There was more particulars followed that throws Cornelia Ann on the screen in a new way for me. Grit! Why, she had enough to sand a tarred roof. She'd lived on ham knuckles and limed eggs and Swiss cheese for months. She'd turned her dresses inside out and upside down, lined her shoes with paper when it was wet, and wore a long sleeved shirt waist when there wa'n't another bein' used this side of the prairies. And you can judge what that means by watchin' the women size each other up in a street car.
"If they'd only given me half a chance to show what I could do!" says she. "But I didn't get the chance, and perhaps it was my fault. So what's the use? I'll just pack up and go back to Minnekeegan."
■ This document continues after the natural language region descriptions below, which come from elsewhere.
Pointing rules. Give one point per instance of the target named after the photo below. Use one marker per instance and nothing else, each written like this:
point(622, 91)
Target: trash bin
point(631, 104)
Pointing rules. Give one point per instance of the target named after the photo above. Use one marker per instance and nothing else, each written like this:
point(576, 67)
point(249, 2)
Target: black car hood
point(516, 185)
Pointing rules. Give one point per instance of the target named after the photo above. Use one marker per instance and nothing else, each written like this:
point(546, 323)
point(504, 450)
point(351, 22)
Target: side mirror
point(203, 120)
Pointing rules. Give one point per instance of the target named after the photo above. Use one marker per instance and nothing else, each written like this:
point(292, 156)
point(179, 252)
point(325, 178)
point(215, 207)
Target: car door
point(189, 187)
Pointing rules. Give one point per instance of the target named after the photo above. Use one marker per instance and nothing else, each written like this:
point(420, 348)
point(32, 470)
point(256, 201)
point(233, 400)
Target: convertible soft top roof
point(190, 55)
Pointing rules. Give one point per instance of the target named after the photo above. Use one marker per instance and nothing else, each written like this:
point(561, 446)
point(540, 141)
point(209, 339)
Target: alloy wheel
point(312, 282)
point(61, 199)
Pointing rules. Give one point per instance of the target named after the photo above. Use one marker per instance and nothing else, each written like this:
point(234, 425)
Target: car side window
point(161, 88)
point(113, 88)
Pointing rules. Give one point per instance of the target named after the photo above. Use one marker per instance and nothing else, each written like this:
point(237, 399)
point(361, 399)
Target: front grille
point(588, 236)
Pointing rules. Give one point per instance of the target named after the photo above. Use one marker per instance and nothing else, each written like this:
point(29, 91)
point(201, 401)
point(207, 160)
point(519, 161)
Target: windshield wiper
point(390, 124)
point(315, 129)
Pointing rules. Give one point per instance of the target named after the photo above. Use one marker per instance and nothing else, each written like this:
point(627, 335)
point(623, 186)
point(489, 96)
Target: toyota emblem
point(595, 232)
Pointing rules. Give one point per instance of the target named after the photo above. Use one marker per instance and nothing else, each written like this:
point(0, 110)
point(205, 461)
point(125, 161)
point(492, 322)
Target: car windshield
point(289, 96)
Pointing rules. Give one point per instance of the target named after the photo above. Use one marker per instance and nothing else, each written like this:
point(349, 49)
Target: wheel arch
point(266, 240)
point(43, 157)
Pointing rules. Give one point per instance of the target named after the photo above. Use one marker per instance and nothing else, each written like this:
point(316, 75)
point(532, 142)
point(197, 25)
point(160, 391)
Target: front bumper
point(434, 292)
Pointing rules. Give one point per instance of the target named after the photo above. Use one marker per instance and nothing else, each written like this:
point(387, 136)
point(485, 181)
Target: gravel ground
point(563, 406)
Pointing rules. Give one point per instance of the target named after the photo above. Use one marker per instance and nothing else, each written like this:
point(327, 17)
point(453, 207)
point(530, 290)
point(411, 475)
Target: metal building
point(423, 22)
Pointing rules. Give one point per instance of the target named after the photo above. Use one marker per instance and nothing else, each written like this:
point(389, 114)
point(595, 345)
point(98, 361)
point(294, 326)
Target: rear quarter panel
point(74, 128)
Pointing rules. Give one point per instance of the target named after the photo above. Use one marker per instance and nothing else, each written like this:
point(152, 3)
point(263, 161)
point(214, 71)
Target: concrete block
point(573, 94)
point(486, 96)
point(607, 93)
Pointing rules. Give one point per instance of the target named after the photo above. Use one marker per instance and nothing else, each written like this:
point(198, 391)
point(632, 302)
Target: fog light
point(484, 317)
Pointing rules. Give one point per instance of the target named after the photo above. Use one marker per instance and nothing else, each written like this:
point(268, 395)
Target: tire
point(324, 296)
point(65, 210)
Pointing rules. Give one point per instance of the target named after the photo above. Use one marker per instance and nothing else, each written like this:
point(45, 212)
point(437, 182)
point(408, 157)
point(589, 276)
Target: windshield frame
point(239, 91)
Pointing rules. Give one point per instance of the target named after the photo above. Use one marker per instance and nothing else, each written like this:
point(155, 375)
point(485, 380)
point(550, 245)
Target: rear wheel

"Minnekeegan!" says I. "That sounds tough. What then?"
"Oh," says she, "my brother is foreman in a broom factory. He will get me a job at pasting labels."
"Say," says I, gettin' a quick rush of blood to the head, "s'posen I should contract for a full length of Swifty Joe to hang here in——"
"No you don't!" says she, edgin' off. "It's good of you, but charity work isn't what I want."
Say, it wa'n't any of my funeral, but that broom fact'ry proposition stayed with me quite some time. The thoughts of anyone havin' to go back to a place with a name like Minnekeegan was bilious enough; but for a girl that had laid out to give Macmonnies a run for the gold medal, the label pastin' prospect must have loomed up like a bad dream.
There's one good thing about other folks's troubles though—they're easy put on the shelf. Soon's I gets to work I forgets all about Cornelia Ann. I has to run out to Rockywold that afternoon, to put Mr. Purdy Pell through his reg'lar course of stunts that he's been takin' since some one told him he was gettin' to be a forty-fat. There was a whole bunch of swells on hand; for it's gettin' so, now they can go and come in their own tourin' cars, that winter house parties are just as common as in summer.